CUATRO DISCOS PARA SIEMPRE.

El tramo temporal que va desde 1984 a 1990 fue mi importante para mí. Frenético y excitante. Un adolescente con sobredosis hormonal que descubría el rock duro y ante el que se presentaban una serie de discos descubiertos y por descubrir en un continuo bucle de admiración perpetua. Que solo paraba de escuchar música para devorar películas que alquilaba diariamente en el videoclub máscercano. Me sentía incomprendido. Ni mis amigos ni compañeros de instituto comprendían ese ansia que me devoraba. Ese sin vivir por intentar explicar las sensaciones creadas por esta o aquella canción. Cintas de vhs repletas de videoclips. Posters en la pared. Revistas en los cajones. Seguramente como muchos de los que estaréis leyendo ahora mismo esto y recordando. Quizás por eso nos sentíamos especiales. Porque lo eramos. Aunque fuese a nuestra manera. Muchos se desconectaron de aquel veneno. Fueron capaces de rehabilitarse, de convertirse en perfectos seres normales. De tortilla de patatas en casa de la suegra. De chupitos de whiskey a escondidas con sabor a melancolía. Tú y yo no. Al menos no de esa manera. Igual es que siempre fuimos algo raros, como me dijo alguien hace no demasiado. Quizás porque simplemente tratamos de ser de nuestra manera, aunque a veces nos arrodillase la circunstancia.

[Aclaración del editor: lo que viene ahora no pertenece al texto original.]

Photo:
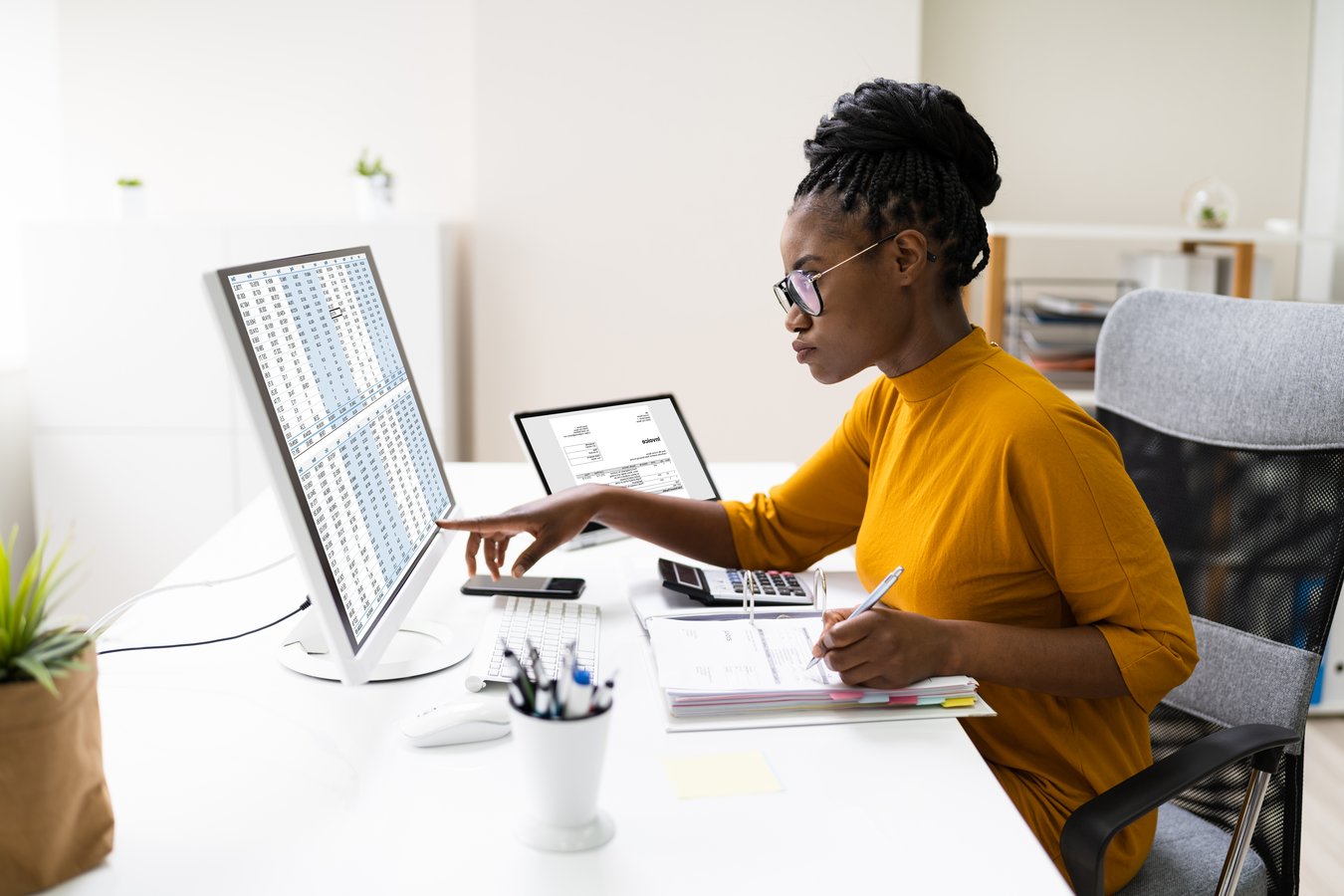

Nunca me cansé de aquellos grupos de grandes videoclips, estribillos pegadizos, baladas inmensas. De hecho, aún sigo sin hacerlo. Pero si comenzaba a echar en falta esa peligrosidad que siempre sentí adherida al rock and roll. Los chicos guapos no hacen rock and roll. Quizás si. Pero fardaba más ser un chico malo. Y la vida en la calle, en tu casa, en el instituto, no se parecía desde luego a un videoclip de Warrant. A la vez que caminaba hacia delante no dudaba en dar pasos atrás. Nuevos discos aparecían en mi vida. Al mismo tiempo, también comenzaban a ser parte de ella todo el hard rock de los primeros 80, la NWOBHM y el rock de los 70. En 1987 el “Appetite for destruction” fue ese fuck you all que estaba anhelando. En 1988, “In the dynamite jet saloon” esa dosis de chulería necesaria para enseñar tus puños al mundo. En 1989, “Shake your money maker” completó la santísima trinidad de discos de rock and roll de los ochenta que me tatué en el alma. Un año más tarde, “A little bit of what you fancy” también se unió al club. El final de la década me dejó cuatro discos de los que jamás quise escapar. Con el tiempo hubo muchos más, posteriores y anteriores. Pero ya sabéis lo que dicen, el primer amor es para siempre.